As Americans, we celebrate many things in a one-and-done format: a day for the earth, a day for love, a day for veterans, a day to give thanks, a day for mothers…today is one of those days. Today we celebrate all that our mothers are, and all that they have done for us.
There are so many different types of experiences people have on this specific 'holiday.' While some of us see our mothers everyday, every few weeks, or every few months; some of us don't have our mothers around anymore, or it has been decided there is no relationship, or there was never an opportunity to have a relationship, or any other variation of circumstance.
Whatever the type of relationship, sometimes in our fast-paced lives, there can be a tendency to pencil this day in on our calendars, do the due diligence of calling, celebrating or sending flowers, and immediately getting back to into the weekly routine. If your mother is no longer around, it can be a more difficult experience filled with emotion.

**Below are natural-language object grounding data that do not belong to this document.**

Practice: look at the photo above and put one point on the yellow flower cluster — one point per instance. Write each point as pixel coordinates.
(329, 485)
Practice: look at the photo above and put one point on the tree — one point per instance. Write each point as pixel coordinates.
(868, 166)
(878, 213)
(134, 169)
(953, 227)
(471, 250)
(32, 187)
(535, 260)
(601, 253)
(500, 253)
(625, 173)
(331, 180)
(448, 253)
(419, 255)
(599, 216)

For anyone with any type of experience, there is an opportunity to use the concept of acknowledgement, gratitude and selflessness - and make it an every day thing. To reframe your perspective on why we need a national reminder to show appreciation. This year for me, these types of commercial holidays are becoming reminders that I don’t need a special day to say thank you -- to anyone in my life.

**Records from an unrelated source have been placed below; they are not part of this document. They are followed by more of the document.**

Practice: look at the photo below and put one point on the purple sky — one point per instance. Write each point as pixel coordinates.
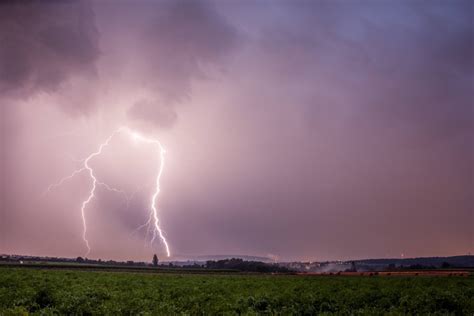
(306, 130)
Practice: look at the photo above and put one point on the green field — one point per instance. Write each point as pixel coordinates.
(45, 292)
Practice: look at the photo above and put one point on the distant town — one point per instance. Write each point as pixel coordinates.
(245, 263)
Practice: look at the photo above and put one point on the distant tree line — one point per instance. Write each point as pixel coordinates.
(247, 266)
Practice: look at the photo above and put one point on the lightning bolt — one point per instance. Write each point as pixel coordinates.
(153, 216)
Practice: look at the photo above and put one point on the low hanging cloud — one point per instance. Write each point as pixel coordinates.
(182, 40)
(153, 113)
(44, 44)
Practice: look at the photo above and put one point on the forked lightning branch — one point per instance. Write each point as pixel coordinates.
(153, 219)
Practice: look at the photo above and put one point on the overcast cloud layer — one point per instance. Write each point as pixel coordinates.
(295, 130)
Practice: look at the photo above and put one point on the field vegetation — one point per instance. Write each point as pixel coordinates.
(74, 292)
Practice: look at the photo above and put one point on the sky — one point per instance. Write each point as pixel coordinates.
(294, 130)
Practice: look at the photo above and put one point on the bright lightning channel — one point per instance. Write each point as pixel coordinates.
(153, 219)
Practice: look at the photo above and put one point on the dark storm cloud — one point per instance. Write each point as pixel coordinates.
(43, 44)
(183, 42)
(183, 38)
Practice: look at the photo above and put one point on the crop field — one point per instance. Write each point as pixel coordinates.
(79, 292)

For those who have positive relationships with their mothers, perhaps you can channel that same energy you bring to Mother’s Day to your mom when it isn’t on the calendar. This extends beyond a typical phone call - because this mindset isn't about checking the box, its about the content and the quality of the interaction. The same effort that is put forth by so many on Mothers Day, can easily be done in a shorter but meaningful action every day of the year.
For those who do not have positive relationships or no longer have their moms around, there are ways to bring intentional appreciation to the lives of other people who have made an impact on you. The holiday is about showing other people they matter, so perhaps there is someone who embodies qualities that you admire as you would those of a mother. Or someone who has simply been a major influence in your life. Choose a time today and everyday, to show your appreciation for their existence.
This article by Troy Campbell reminds us that there is proven psychological benefits of sustained positive emotions. So rather than giving thanks in short spurts like what Mothers Day kind of forces us to do - we should consider propelling forward continuous acts of appreciation - things like regularly spending quality time over coffee or telling someone how much they mean to you, or helping them work through a difficult problem. Research shows these sustained acts of gratitude and kindness lead to greater well being.
If you are reading this and don't completely disagree, try using today not as only a one-and-done, but a catalyst to treating the people in your life with that same kind of purposeful attention on a more regular basis.